Porsche Cayenne GTS with two Chinese models at Beijing Motor Show

Driving a vehicle with a military license plate in China provides many privileges. Legally reserved for official vehicles only, the designation apparently allows drivers to enjoy special liberties on the roads, including breaking traffic laws, filling up with free fuel and receiving light-and-siren escorts through congested cities. So attractive are the benefits that there is a secondary market for used legal and counterfeit plates - especially among those wealthy enough to afford luxury cars. But all of that is reportedly coming to an end, as President Xi Jinping, chairman of the Central Military Commission, is on a mission to fight corruption in his country.

A new license plate system goes into effect today, and it is designed to "maintain social harmony, stability and the reputation of the military," says the PLA Daily, the armed forces' official newspaper. While the abuse has been going on for many years, the internet has put the spotlight on the bad behavior, and the negative press does not represent the morals and true colors of the armed forces, say officials.
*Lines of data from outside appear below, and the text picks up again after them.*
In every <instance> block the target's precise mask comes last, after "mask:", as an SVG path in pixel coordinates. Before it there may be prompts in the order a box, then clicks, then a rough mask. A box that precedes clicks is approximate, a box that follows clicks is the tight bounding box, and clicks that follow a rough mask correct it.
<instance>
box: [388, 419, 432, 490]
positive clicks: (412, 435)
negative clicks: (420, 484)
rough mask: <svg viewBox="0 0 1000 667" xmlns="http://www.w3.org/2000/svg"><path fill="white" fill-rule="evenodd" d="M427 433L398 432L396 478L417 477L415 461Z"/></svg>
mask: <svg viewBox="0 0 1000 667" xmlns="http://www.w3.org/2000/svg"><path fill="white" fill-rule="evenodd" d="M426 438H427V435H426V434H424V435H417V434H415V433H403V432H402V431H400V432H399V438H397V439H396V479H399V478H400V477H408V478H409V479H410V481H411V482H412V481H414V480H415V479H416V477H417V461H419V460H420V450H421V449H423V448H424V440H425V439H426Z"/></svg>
While military-plated Porsche drivers have been singled out as offenders, Bloomberg notes that all vehicles with engine displacements above 3.0 liters and with a sticker price in excess of about $73,000, will be banned from receiving military plates. This includes vehicles from Audi, Cadillac, BMW, Mercedes-Benz, Jaguar, Land Rover, Lincoln and the Volkswagen Phaeton. Even if drivers are savvy enough to circumvent the new issuing system, the military has put technology at toll gates to catch users of counterfeit plates. There has been no word on the punishment if caught.